Mohsen Hariri

Highlights

You are reading a dynamic CV/Résumé! Adjust the slider below to see more or less detail.

Research interests

Machine Learning, Large Language Models, Efficient ML, Quantum Computing

Education

Ph.D. in Computer and Data SciencesCase Western Reserve University

Under the supervision of Prof. Vipin Chaudhary

M.S. in Computer and Data Sciences (GPA: 4.0/4.0) • Case Western Reserve University

Thesis: Test-Time Scaling Under Budget: Reasoning Evaluation and Memory-Efficient LLM Deployment, Supervisor: Prof. Vipin Chaudhary

B.S. in Electrical EngineeringUniversity of Tehran

Thesis: Evaluating and Analysis on Therapeutic Environment's Network Using Simple Network Management Protocol for Fault Detection and Management, Routing and Auto-discovery, Supervisor: Prof. Reza Aghaizadeh Zoroofi

Publications

M Hariri, M Hinczewski, J Ma, V Chaudhary

Ranking Reasoning LLMs under Test-Time ScalingACL 2026 Main

Studies how to rank reasoning LLMs when each question is sampled multiple times (test-time scaling).
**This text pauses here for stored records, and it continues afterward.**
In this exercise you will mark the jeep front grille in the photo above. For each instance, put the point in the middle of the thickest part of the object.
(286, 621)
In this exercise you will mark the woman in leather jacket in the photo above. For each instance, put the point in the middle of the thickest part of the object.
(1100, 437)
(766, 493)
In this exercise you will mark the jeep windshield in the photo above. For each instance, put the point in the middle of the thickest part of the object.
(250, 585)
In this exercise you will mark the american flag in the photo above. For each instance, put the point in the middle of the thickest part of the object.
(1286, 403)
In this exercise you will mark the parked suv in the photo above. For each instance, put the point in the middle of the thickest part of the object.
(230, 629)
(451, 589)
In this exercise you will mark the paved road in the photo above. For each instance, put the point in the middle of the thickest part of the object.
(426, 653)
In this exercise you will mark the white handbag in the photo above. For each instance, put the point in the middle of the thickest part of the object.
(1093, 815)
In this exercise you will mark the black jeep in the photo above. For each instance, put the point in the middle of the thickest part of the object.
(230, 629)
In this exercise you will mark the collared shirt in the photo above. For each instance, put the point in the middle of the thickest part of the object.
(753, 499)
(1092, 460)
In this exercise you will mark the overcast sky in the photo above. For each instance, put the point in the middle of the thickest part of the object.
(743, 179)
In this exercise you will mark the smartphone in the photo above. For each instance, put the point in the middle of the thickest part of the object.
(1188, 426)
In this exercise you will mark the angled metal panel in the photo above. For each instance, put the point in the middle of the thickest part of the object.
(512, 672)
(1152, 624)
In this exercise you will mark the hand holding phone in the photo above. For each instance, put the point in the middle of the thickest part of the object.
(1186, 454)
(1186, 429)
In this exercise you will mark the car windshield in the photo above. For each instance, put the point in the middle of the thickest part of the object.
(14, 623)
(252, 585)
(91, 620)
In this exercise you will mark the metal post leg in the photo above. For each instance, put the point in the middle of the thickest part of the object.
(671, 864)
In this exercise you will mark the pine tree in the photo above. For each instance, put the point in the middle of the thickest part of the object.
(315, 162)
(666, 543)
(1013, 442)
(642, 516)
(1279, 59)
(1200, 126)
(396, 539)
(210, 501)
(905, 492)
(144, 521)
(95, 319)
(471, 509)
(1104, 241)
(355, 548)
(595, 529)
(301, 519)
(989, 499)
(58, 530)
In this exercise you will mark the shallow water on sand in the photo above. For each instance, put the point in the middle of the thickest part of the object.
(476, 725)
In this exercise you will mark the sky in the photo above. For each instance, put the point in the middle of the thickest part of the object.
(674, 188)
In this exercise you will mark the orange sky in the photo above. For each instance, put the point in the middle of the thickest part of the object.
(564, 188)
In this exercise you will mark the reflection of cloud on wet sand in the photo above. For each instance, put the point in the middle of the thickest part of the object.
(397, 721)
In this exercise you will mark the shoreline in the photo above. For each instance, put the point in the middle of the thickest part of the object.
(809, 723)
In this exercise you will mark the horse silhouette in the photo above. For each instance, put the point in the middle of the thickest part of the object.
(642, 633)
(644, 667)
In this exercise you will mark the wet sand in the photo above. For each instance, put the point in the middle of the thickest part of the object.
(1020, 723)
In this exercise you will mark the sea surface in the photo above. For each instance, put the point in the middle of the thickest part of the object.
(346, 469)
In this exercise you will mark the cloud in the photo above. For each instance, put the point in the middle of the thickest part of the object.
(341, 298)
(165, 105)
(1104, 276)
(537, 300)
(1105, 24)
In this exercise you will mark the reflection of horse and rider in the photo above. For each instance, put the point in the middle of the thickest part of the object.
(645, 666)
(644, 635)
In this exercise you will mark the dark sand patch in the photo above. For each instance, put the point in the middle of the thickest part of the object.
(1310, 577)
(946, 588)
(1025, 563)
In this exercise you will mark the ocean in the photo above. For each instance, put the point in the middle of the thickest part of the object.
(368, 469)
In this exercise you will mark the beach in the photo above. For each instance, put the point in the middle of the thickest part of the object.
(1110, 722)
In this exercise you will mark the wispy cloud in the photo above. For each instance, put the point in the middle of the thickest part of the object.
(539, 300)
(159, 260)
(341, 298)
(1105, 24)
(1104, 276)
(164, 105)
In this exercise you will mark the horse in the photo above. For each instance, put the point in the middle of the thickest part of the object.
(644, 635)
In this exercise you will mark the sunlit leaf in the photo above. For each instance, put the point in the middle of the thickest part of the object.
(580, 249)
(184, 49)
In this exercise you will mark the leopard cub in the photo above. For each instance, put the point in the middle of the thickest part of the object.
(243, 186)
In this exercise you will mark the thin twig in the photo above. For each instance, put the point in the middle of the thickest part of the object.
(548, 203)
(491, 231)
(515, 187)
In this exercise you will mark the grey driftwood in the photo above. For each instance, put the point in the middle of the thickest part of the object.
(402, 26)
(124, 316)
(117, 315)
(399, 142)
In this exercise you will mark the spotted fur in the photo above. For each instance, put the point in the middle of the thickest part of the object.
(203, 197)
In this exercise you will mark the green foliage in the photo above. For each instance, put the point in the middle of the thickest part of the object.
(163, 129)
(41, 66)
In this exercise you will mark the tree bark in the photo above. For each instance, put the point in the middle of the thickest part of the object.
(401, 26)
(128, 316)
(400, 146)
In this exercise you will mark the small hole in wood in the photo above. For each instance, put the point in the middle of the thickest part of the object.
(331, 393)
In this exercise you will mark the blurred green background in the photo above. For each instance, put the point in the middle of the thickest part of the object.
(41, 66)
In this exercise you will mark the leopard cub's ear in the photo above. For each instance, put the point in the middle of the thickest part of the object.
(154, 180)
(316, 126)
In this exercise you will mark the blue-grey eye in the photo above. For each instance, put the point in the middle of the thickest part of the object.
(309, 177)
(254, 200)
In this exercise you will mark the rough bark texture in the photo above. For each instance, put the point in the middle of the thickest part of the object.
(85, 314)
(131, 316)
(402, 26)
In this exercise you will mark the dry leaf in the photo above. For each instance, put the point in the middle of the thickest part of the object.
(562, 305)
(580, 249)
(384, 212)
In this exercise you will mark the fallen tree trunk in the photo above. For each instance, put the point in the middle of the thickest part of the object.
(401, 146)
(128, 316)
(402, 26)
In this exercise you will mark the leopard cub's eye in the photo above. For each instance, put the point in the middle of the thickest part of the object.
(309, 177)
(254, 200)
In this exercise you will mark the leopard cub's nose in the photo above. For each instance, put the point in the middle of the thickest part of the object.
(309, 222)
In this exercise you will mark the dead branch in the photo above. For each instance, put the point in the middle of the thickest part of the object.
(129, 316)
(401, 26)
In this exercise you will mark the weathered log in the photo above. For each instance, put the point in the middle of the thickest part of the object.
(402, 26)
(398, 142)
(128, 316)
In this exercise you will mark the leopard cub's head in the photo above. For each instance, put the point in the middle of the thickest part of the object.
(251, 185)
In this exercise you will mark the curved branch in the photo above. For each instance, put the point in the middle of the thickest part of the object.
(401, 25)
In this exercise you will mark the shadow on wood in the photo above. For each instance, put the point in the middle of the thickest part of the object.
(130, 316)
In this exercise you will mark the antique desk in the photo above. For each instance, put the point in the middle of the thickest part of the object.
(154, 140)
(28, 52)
Formalizes the repeated-trial setting, compares ranking families (metrics, Bayesian, IRT, voting, spectral), and introduces Scorio, an open-source toolkit for stable LLM ranking.

M Hariri, A Samandar, M Hinczewski, V Chaudhary

Don't Pass@k: A Bayesian Framework for Large Language Model EvaluationICLR 2026

Proposed a Bayesian framework that estimates models’ success probabilities with quantified uncertainty, yielding more reliable rankings and enabling categorical evaluation of LLMs.

M Hariri, A Luo, W Chen, T Zhang, Q Wang, X Han, V Chaudhary

Quantize What Counts: More for Keys, Less for ValuesACL 2026 Findings

Keys carry more information than values; consequently, key tensors require a larger quantization bit-width, smaller group sizes, and outlier mitigation (e.g., Hadamard transformation).

M Hariri, V Chaudhary

Geom@k: Fast to Converge, Slow to DriftCOLM 2026

Shows that test-time scaling evaluation should separate discovery from repeated correctness, derives Geom@k and the broader GeoSpectrum@K family from a shared hypergeometric view of fixed-budget metrics, and finds that Geom@2 gives the best convergence and rank-correlation summaries across all six aggregate settings.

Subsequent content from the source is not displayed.